Also, Pokemon with excessive grinding? Pokemon has to be one of RPG series with the least aumont grinding. You pretty much can beat every game with next to no grinding.
Play the the first pokemon (red and blue), pick Charmander and tell me you don't have to grind to beat Brock (the first pokemon trainer), which you reach in less than one hour playing, probably 15 minutes if you don't grind.
Even if you pick Bulbasaur or Squirtle you will have to grind to get the first "elemental" attack from those two (actually for Bulbasaur you need the second elemental attack since the Leech Seed doesn't do much damage at all) so you need to have reached level 13 with Bulbasaurand and level 8 for Squirtle to beat Brock.
Pokemon Yellow is like that too since you start with a Pikachu which gets destroyed by rock types.
For example Pokemon Silver, Gold and Crystal also had you grinding a lot.

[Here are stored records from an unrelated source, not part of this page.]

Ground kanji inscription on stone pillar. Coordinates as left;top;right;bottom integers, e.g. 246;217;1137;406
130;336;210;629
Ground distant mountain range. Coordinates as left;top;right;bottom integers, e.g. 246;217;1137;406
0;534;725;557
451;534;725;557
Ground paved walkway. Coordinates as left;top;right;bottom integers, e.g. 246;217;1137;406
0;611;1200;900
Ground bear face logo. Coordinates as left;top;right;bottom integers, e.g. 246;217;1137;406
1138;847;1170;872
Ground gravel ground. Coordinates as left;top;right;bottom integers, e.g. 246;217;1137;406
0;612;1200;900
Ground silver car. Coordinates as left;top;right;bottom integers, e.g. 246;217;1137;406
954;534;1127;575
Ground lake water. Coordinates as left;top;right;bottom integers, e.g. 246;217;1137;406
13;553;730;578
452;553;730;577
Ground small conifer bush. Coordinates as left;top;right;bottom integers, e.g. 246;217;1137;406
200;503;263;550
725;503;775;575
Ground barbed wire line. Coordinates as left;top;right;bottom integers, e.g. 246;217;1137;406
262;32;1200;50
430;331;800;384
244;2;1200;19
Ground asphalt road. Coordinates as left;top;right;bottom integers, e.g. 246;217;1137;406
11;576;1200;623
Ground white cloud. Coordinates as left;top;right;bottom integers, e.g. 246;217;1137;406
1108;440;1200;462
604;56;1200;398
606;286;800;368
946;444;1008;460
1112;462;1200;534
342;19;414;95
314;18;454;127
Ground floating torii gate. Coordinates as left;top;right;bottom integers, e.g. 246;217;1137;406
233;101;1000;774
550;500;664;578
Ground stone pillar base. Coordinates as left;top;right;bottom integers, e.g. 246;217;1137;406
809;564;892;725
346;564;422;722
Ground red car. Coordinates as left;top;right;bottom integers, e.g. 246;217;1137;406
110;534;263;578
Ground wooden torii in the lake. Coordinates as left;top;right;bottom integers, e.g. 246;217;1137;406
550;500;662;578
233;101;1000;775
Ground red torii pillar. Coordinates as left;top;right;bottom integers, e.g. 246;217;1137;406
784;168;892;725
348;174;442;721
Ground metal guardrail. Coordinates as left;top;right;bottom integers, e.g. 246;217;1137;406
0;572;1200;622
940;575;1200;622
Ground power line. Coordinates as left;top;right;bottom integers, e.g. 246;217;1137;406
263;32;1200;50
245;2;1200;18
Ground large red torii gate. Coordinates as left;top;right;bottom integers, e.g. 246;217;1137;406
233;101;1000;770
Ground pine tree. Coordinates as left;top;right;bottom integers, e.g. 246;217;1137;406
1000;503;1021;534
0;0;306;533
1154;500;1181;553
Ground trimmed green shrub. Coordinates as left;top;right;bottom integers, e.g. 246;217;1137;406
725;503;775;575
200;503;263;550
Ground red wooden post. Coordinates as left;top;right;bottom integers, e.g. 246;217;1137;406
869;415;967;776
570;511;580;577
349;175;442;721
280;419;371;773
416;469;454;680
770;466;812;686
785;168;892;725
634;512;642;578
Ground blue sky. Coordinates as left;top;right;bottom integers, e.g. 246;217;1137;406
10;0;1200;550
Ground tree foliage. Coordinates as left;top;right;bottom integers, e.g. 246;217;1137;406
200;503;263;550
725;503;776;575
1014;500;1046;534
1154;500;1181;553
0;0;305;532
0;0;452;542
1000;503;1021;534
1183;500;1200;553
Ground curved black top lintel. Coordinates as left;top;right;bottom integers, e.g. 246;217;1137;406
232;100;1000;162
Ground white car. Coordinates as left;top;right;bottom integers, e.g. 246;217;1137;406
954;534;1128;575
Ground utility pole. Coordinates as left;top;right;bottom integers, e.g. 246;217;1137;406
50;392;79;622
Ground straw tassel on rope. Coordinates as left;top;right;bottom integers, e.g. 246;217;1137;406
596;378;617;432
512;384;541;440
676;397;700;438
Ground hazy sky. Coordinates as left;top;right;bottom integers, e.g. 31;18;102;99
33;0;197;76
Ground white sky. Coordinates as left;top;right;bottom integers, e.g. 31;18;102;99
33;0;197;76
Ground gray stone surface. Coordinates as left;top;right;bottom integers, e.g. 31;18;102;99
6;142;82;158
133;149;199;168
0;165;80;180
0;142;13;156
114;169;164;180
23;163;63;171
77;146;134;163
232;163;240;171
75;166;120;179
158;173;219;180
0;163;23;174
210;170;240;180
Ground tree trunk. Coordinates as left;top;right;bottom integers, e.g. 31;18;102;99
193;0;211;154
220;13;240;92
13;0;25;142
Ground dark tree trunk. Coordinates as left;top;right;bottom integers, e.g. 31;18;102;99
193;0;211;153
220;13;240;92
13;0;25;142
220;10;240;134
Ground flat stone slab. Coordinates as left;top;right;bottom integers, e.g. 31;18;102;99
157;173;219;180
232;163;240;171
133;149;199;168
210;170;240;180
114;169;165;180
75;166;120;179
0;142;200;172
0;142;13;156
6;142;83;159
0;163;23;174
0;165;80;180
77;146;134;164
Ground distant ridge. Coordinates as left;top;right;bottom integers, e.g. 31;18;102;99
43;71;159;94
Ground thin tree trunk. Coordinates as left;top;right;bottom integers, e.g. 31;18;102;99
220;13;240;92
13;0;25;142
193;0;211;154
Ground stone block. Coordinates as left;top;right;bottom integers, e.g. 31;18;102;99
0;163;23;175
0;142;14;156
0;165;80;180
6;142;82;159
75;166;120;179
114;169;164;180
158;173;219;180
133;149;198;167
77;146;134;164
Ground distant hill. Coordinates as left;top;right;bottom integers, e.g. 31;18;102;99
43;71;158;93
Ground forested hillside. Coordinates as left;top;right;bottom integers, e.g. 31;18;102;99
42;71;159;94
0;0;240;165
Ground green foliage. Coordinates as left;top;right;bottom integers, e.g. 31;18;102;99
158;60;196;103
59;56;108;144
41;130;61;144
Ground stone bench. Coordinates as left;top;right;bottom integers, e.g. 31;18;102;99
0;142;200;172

And so on, I haven't played the most recent pokemon games and I don't think I will because I don't own a 3DS, but most of the older gens were grindy as hell.
Also Pokemon games do get boring because they are always the same, catch pokemon, battle battle battle to level the pokemon, talk to shallow characters and beat bad shallow characters, rinse and repeat until you become the champion pokemon trainer, this goes for hours and hours and hours. There is not much more to do while you play the game (although they started making pokemon contests and stuff like that to give some variety, but you still pretty much have to do the first thing, rinse and repeat).
About a Fallout game that spans the whole mainland, it would be feasible but not using Bethesda's Creation Engine. There are many games that have huge overhead maps and they work, after all most of the USA is still wastelands with nothing to see. Fallout and Fallout 2 cover a huge area and they work, games like Mount and Blade span an entire continent containing deserts and snowy areas and lots of towns+cities+castles and it still works too.
About getting bored if it is big, for me it always depends how the game is done. For example Skyrim is a big game and I get bored of it in less than one hour because everything is shallow and boring, in Morrowind I get interested in the world because it is interesting even though the dialogue system sucks in that game. Fallout 4 is big and once again I get bored because it is also shallow, Fallout New Vegas I get interested because once again there are interesting things (stories, struggles, characters, etc) there and i would have loved if they could have made the game as big as they had planed in it.
For me what makes games boring is if they are shallow, either in mechanics (do this and repeat over and over), in writing (weak stories, characters, motivations, etc) or world building (how does these people manage to survive if raiders keep attacking them while they have no food sources, why do raiders keep attacking these people when they have nothing at all for the raiders, why are there still medicine in this hospital that have been looted many times over the past 200 years?), etc.
Fun games you will never want them to finish. You might have the option to finish them but you will want to squeeze all you can out of them before that happens, if they are big then it is good because they are fun and interesting. You also do not have to have a big game and have to access every area and town and cave, you can have a main quest that will take you to several locations and you can forget the rest, good games do not make you go to everywhere.
EDIT: I just thought of something, even using Gamebryo TTW merges both Fallout 3 and Fallout New Vegas + all DLCs for both games into a massive game. It is huge and still it is a very popular Fallout New Vegas modding project. We get many people thanking us for it all the time. Big games can be fun even if one half is a more mindless shooting/action with shallow world and characters if you have another half being more serious, interesting and better constructed.